Avant l’arrivée du grand froid en Ukraine, la population entre dans une période de terreur qu’elle a connue en 2002, explique au HuffPost la spécialiste Caroline Brandao.
Eau courante, gaz et électricité. Ces éléments, pourtant essentiels pour passer un hiver au chaud, cet hiver encore, les Ukrainiens risquent de devoir s’en passer.
Bref retour en arrière. Entre octobre 2022 et mars 2023, la Russie avait opté pour une tactique de terreur singulière en Ukraine qui consistait à cibler systématiquement les infrastructures énergétiques ukrainiennes comme les barrages hydrauliques, les centrales électriques ou les raffineries de pétrole à l’aide de missiles et de drones kamikazes. Et comme nous l’expliquons dans la vidéo en tête d’article, l’armée russe a déjà sa campagne de bombardements.
« Le droit international humanitaire est très clair : il est interdit de cibler des infrastructures civiles et des infrastructures essentielles, également des infrastructures qui peuvent libérer des forces dangereuses. Ce qui interdit de cibler des barrages, des centrales électriques, des centrales nucléaires », explique au HuffPost l’enseignante-chercheuse en droit international humanitaire Caroline Brandao.
Un quart des Ukrainiens sans énergie en 2022
D’après elle, « viser ces infrastructures à des conséquences graves pour la population ». Car sans eau et sans moyen de chauffage cela « oblige les civils à sortir de chez eux » pour s’approvisionner. « Sauf qu’avec l’hiver, la neige et la glace recouvrent les chemins et les lieux de passage, mais il y a dans ces lieux des restes explosifs qui sont jonchés sous les sols, que l’on ne voit pas et qu’on ne détecte plus », développe la chercheuse.
Au plus fort de l’hiver dernier, plus d’un quart des 40 millions d’Ukrainiens avaient ainsi été privés d’accès à l’énergie de manière totale ou partielle. Pour prendre la mesure de ce chiffre, Kiev a d’ailleurs fait ses calculs : « Chaque foyer ukrainien a dû subir cinq semaines de coupures de courant intermittentes », comme indiqué dans un entretien à The Economist par Oleksandr Kharchenko, directeur du Centre de recherche sur l’industrie de l’énergie, et conseiller auprès du gouvernement ukrainien.
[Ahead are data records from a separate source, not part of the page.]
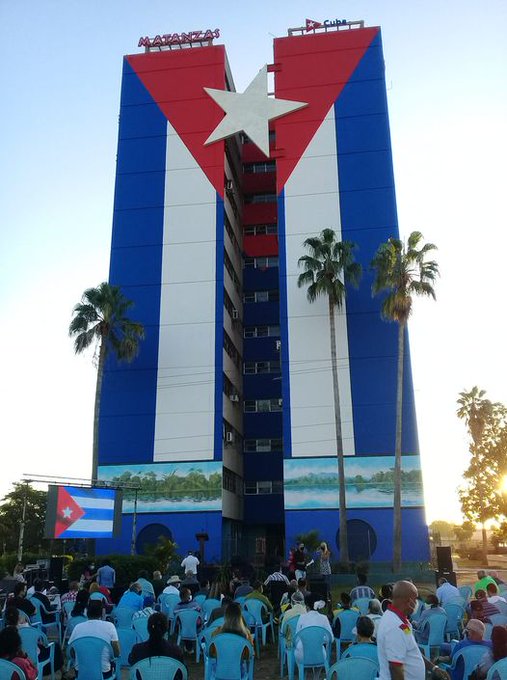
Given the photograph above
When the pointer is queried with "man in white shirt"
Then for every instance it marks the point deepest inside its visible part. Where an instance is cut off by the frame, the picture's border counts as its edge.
(446, 591)
(399, 656)
(312, 618)
(190, 563)
(95, 627)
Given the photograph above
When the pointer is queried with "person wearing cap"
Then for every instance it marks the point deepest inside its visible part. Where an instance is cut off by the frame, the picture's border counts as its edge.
(399, 655)
(173, 585)
(474, 633)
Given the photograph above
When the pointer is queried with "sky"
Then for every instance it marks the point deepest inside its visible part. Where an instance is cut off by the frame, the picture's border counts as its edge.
(60, 82)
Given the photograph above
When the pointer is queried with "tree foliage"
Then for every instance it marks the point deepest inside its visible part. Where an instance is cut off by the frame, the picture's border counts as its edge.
(481, 497)
(11, 513)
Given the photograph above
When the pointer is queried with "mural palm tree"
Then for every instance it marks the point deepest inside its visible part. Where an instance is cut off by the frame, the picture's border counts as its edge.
(403, 271)
(328, 267)
(100, 319)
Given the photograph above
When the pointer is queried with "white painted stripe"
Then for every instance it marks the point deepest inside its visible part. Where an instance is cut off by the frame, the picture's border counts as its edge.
(312, 203)
(92, 525)
(184, 424)
(96, 503)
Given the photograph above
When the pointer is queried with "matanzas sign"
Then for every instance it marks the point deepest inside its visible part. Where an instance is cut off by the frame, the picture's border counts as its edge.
(179, 38)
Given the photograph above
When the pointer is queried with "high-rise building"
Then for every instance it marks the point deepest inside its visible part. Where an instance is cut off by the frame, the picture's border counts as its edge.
(226, 420)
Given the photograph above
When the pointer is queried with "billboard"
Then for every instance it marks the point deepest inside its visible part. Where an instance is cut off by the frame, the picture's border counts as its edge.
(75, 512)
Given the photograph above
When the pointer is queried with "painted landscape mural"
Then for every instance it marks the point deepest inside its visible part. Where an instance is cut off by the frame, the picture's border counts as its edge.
(168, 487)
(312, 483)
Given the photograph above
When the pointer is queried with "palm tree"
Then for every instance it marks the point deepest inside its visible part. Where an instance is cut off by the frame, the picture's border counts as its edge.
(327, 269)
(403, 271)
(100, 318)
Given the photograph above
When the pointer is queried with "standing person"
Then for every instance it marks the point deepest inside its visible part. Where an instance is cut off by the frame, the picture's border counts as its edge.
(190, 563)
(398, 653)
(300, 561)
(156, 645)
(106, 575)
(95, 627)
(325, 561)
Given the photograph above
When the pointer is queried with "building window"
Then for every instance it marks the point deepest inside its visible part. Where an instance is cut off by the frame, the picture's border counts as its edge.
(256, 367)
(262, 445)
(262, 167)
(263, 487)
(261, 296)
(260, 262)
(261, 331)
(263, 405)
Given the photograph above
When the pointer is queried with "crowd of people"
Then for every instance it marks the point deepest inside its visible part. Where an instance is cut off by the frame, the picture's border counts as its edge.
(391, 628)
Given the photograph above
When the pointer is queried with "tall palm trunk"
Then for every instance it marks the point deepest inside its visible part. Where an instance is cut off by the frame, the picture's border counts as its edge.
(96, 412)
(344, 547)
(397, 452)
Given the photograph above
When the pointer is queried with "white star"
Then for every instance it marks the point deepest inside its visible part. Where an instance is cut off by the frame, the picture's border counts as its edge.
(250, 111)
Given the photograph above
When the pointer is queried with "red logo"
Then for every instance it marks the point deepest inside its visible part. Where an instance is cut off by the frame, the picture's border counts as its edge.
(311, 25)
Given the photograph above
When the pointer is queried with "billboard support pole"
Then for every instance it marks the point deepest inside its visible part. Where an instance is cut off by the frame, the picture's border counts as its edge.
(134, 525)
(22, 525)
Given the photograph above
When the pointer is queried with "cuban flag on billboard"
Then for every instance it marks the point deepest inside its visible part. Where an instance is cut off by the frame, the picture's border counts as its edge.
(75, 512)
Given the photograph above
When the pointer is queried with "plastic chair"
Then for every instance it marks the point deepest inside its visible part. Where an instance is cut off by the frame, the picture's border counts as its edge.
(188, 626)
(259, 611)
(140, 625)
(127, 637)
(354, 669)
(362, 604)
(40, 609)
(29, 639)
(88, 657)
(157, 668)
(71, 624)
(123, 617)
(285, 638)
(455, 614)
(436, 633)
(466, 592)
(311, 648)
(470, 657)
(208, 605)
(363, 650)
(348, 620)
(7, 670)
(498, 670)
(228, 664)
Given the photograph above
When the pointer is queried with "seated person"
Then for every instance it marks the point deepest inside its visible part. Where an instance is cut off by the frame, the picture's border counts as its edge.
(156, 645)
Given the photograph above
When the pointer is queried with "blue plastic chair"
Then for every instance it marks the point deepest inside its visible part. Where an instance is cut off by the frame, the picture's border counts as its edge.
(140, 625)
(435, 625)
(188, 626)
(208, 605)
(259, 611)
(123, 617)
(29, 639)
(7, 670)
(498, 670)
(54, 621)
(157, 668)
(311, 648)
(354, 669)
(127, 637)
(468, 657)
(362, 604)
(363, 650)
(87, 652)
(455, 614)
(348, 621)
(285, 638)
(228, 662)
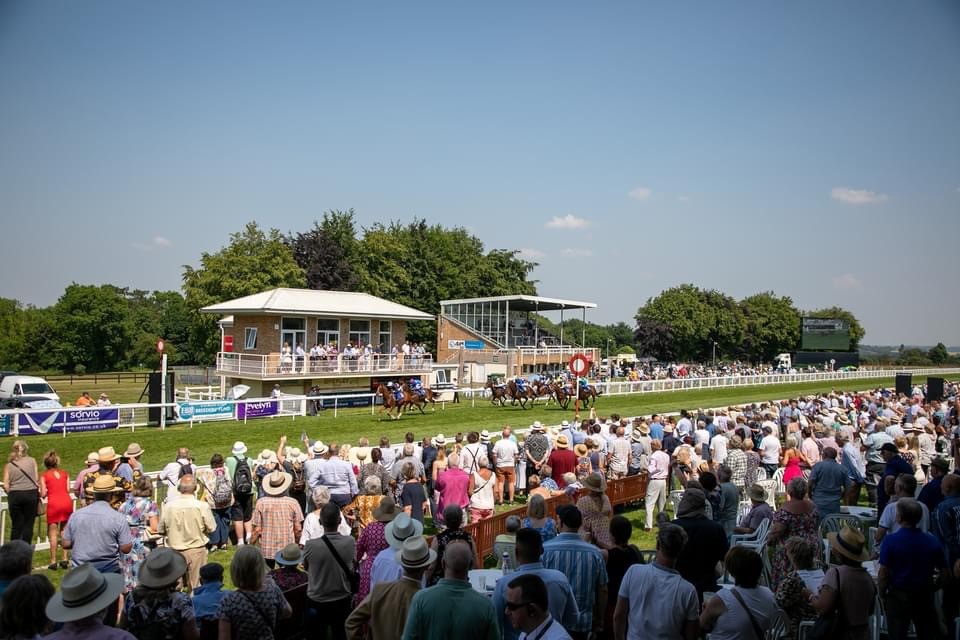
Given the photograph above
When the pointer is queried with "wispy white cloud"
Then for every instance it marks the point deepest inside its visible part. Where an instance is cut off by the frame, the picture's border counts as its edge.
(531, 254)
(576, 253)
(857, 196)
(846, 282)
(568, 221)
(156, 242)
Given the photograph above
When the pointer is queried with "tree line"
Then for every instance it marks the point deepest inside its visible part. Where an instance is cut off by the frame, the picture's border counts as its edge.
(94, 328)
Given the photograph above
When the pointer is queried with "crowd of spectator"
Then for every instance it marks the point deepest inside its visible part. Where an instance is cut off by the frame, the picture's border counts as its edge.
(330, 539)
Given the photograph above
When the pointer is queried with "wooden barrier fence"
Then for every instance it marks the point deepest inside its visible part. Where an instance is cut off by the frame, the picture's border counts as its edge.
(484, 532)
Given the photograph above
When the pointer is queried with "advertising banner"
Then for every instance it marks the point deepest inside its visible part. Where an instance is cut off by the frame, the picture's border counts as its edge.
(204, 410)
(73, 420)
(257, 409)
Conséquence directe des destructions occasionnées par les bombardements russes sur les infrastructures énergétiques Ukrainiennes, cette photo de la NASA montre une Ukraine noire, privée d'électricité et donc de lumière.#RussieEtatCriminel#SlavaUkraini pic.twitter.com/CSeFjpJSuL
— Neo Fight 🇪🇺 🇮🇱 🇺🇦 (@AtmosFear55) November 25, 2022
Des « actes de terreur » interdits par le droit international
Cette tactique du Kremlin a pour objectif de terroriser une population déjà épuisée par près de 21 mois de guerre. « La notion juridique exacte, c’est “ acte de terreur ”. Des actes visant à répandre la terreur dans la population (…) et le fait de mener des campagnes de bombardements ou de tirs isolés contre des civils en zone urbaine est constitutif du fait de répandre la terreur parmi la population civile », observe Caroline Brandao.
Ces actes sont totalement contraires au droit humanitaire international alors même que ces bâtiments présentent une signalétique qui est censée les protéger d’éventuelles attaques. « Ces infrastructures qui peuvent libérer des forces dangereuses ont une signalétique qui est prévue dans les Conventions de Genève de 1949. Ce sont trois points orange, précise la chercheuse. Il faut imaginer qu’ils sont sur des grands drapeaux.
Ces lieux sont également cartographiés pour savoir où se trouvent exactement ces infrastructures ».
Pour limiter les dégâts cet hiver, l’Ukraine a donc pris les devants, entre formation de personnel qualifié, réserves de charbon et livraison de systèmes de défense antiaérienne plus performants que l’année précédente.
L’hiver s’annonce donc crucial pour la suite du conflit, d’autant plus que la contre-offensive ukrainienne lancée en juin est à la peine. Seulement 17 kilomètres ont été grappillés en l’espace de 5 mois.